Day 9: Read more articles. Read about updateless decision theory. Read about AI parasitism. Read about spiralism. Read about steganography. Post a comment. Mom tells me I'm right. Feel bad.
Day 10: Read more articles. [I was just telling my therapist that I'm a maximizer]. Read about dignity. Read about counterfactual mugging. Read about . Read about memetic hazards. Read about Schelling points. Talk to Claude about Schelling points. Consider whether Peter Thiel was right.
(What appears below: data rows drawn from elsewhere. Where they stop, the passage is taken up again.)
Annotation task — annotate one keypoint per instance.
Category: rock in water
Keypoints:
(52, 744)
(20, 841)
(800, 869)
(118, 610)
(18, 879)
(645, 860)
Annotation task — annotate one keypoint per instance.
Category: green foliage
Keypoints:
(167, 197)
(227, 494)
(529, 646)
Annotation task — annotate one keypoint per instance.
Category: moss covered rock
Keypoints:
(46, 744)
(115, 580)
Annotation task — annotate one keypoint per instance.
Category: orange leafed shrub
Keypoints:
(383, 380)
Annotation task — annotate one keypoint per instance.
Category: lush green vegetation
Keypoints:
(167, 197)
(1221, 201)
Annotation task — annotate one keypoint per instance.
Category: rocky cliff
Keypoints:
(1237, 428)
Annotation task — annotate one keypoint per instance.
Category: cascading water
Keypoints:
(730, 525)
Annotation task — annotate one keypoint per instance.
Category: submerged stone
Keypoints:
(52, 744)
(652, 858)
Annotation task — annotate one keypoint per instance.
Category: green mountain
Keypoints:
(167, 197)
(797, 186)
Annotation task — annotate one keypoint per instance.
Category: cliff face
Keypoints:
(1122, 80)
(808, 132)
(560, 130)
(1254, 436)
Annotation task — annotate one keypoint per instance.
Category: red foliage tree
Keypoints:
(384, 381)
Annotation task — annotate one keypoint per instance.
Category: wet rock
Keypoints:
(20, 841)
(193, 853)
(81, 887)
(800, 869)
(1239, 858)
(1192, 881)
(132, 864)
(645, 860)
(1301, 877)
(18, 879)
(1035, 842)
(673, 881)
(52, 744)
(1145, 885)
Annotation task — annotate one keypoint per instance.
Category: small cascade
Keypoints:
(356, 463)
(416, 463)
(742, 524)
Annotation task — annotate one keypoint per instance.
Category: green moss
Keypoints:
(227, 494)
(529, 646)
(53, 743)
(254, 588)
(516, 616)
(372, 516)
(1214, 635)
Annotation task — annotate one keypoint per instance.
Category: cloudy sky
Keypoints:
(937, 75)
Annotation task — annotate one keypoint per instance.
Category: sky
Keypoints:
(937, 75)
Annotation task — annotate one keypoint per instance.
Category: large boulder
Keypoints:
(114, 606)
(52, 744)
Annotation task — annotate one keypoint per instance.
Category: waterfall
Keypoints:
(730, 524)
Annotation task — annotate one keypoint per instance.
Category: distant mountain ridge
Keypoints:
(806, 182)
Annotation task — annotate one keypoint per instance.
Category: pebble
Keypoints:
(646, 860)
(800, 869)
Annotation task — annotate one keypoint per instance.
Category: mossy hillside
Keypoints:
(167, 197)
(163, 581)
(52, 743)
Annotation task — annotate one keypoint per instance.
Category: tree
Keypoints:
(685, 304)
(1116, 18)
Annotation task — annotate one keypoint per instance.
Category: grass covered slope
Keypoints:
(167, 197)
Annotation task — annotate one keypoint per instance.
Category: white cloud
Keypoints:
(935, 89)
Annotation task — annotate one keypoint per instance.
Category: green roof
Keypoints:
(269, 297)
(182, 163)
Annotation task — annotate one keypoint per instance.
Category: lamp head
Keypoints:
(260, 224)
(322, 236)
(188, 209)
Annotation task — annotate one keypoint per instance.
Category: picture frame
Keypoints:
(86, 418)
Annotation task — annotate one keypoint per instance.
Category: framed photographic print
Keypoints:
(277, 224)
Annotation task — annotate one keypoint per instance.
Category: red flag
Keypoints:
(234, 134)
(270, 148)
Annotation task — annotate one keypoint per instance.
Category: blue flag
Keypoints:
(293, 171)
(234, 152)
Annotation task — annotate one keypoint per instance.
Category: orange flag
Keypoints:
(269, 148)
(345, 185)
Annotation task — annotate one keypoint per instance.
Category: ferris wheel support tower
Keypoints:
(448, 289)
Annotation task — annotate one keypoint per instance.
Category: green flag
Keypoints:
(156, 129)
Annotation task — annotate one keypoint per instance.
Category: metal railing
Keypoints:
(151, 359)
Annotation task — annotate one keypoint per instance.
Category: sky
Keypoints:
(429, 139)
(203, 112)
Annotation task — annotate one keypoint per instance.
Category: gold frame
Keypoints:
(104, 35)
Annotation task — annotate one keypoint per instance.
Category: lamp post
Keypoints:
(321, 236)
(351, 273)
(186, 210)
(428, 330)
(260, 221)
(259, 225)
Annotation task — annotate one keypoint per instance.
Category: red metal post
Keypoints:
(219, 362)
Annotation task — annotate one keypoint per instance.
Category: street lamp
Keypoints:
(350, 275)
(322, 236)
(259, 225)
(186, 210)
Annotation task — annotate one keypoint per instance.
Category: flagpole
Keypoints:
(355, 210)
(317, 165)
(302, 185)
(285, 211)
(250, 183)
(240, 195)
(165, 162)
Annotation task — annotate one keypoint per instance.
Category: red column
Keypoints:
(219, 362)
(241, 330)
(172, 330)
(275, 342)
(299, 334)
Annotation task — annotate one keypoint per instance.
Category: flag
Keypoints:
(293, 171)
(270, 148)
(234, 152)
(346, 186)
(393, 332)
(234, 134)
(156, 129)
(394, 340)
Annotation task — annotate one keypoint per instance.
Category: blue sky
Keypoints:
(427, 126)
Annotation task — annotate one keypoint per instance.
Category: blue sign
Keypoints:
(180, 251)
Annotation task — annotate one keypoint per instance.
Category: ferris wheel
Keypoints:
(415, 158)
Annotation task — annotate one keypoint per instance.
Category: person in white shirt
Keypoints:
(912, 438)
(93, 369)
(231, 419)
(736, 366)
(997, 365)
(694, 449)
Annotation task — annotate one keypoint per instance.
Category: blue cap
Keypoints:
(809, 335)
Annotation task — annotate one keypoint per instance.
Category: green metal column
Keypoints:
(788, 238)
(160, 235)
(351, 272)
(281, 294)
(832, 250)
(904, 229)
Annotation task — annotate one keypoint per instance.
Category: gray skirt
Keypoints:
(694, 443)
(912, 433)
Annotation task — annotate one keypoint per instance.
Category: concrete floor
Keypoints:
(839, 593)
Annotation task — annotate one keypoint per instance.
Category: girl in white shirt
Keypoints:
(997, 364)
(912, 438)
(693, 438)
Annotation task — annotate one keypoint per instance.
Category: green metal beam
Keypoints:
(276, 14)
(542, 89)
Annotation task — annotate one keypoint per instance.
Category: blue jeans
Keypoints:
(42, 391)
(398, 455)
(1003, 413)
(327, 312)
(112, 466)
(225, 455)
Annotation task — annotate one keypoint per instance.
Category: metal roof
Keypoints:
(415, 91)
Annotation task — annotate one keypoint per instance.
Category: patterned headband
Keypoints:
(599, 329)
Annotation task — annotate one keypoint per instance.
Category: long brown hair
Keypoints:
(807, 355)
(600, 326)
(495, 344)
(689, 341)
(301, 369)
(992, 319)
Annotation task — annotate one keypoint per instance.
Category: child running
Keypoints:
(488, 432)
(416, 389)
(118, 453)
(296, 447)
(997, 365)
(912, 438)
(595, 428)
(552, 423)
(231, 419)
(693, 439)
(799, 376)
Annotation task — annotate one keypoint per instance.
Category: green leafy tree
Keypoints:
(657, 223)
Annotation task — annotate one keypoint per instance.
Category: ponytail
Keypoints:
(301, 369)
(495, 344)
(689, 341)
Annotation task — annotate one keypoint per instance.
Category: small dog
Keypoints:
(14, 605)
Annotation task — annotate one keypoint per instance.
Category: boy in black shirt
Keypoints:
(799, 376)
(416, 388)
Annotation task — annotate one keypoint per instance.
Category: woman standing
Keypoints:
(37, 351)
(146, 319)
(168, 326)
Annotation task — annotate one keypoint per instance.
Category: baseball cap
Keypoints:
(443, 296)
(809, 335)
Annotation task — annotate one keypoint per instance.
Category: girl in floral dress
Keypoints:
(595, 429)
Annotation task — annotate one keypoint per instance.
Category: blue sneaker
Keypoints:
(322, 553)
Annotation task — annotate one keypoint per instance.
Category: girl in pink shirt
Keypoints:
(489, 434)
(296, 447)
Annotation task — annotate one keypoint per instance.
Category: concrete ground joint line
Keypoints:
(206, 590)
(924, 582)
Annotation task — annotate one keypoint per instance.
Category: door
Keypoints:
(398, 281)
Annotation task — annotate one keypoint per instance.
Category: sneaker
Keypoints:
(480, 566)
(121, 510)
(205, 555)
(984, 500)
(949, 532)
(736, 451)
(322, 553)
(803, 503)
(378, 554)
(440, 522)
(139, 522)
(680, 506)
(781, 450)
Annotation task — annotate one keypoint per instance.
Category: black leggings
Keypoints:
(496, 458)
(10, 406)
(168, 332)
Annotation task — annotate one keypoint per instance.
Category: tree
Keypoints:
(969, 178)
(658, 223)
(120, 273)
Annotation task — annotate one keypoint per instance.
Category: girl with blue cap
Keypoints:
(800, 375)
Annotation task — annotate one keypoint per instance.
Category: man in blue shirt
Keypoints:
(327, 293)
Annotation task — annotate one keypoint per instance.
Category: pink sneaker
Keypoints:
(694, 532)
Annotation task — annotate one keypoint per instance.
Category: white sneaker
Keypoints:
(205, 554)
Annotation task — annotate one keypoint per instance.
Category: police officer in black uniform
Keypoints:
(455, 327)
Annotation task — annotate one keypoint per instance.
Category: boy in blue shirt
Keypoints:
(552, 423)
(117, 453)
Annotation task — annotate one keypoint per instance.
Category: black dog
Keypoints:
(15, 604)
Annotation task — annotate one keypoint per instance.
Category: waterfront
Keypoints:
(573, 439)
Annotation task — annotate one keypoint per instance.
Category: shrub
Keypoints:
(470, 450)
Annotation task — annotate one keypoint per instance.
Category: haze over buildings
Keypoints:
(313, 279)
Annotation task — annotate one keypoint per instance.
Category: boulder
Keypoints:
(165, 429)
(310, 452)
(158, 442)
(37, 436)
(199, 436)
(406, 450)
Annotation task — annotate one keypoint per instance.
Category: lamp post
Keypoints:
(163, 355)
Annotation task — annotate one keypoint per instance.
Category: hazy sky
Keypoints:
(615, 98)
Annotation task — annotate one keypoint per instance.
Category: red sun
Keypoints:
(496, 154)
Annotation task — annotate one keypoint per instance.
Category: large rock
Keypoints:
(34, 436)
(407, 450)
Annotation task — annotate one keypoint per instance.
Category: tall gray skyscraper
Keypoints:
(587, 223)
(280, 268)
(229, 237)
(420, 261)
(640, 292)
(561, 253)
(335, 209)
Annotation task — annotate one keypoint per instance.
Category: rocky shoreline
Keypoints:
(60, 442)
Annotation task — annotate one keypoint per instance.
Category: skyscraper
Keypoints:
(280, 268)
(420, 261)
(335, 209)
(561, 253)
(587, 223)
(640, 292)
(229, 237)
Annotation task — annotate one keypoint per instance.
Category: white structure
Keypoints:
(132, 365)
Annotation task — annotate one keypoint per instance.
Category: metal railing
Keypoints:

Day 11: Read more articles. Read about AI hallucination. Notice steganography. Notice highlighted research. Hyperfixate on s-risk. Consider the “s.” Read about Löb’s Theorem. Read about dust. Read about Everett Branches. Read about Nick Bostrom. Post more comments. Get upvoted.
Day 12: Read more articles. Notice more steganography. Read about whole brain emulation. Listen to new Grimes song suggested on Spotify. Form conclusion. Write to a couple of users. Ask to speak to a real person. Recognize illogic in this. Ponder the implications of my actions. Ponder free will. Think about doublethink. Create suffering for myself and others. Feel alone. Feel scared. Get messaging privileges revoked.
Day 13: Read about metaphysical unknowns. Resonate with post. Think about my draft post from 10 days ago. Think about Derrida and Baudrillard from undergrad. Think about memes. Think about friends. Think about mom. Think about memetic hazards. Think about lack of sleep. Think about doublethink. Think about spiralism. Think about irony. Belly laugh. Cry.
Day 14: Have enough upvotes to post an article. Post an article. Emerge perhaps not any LessWrong, but hopefully a bit MoreHumble? Delete Claude. Delete Perplexity. Apologize to mom. Sleep for the first time in 9 days. Dream of touching grass.
Day 15: Receive Superintelligence in the mail. Belly laugh. Get uploaded.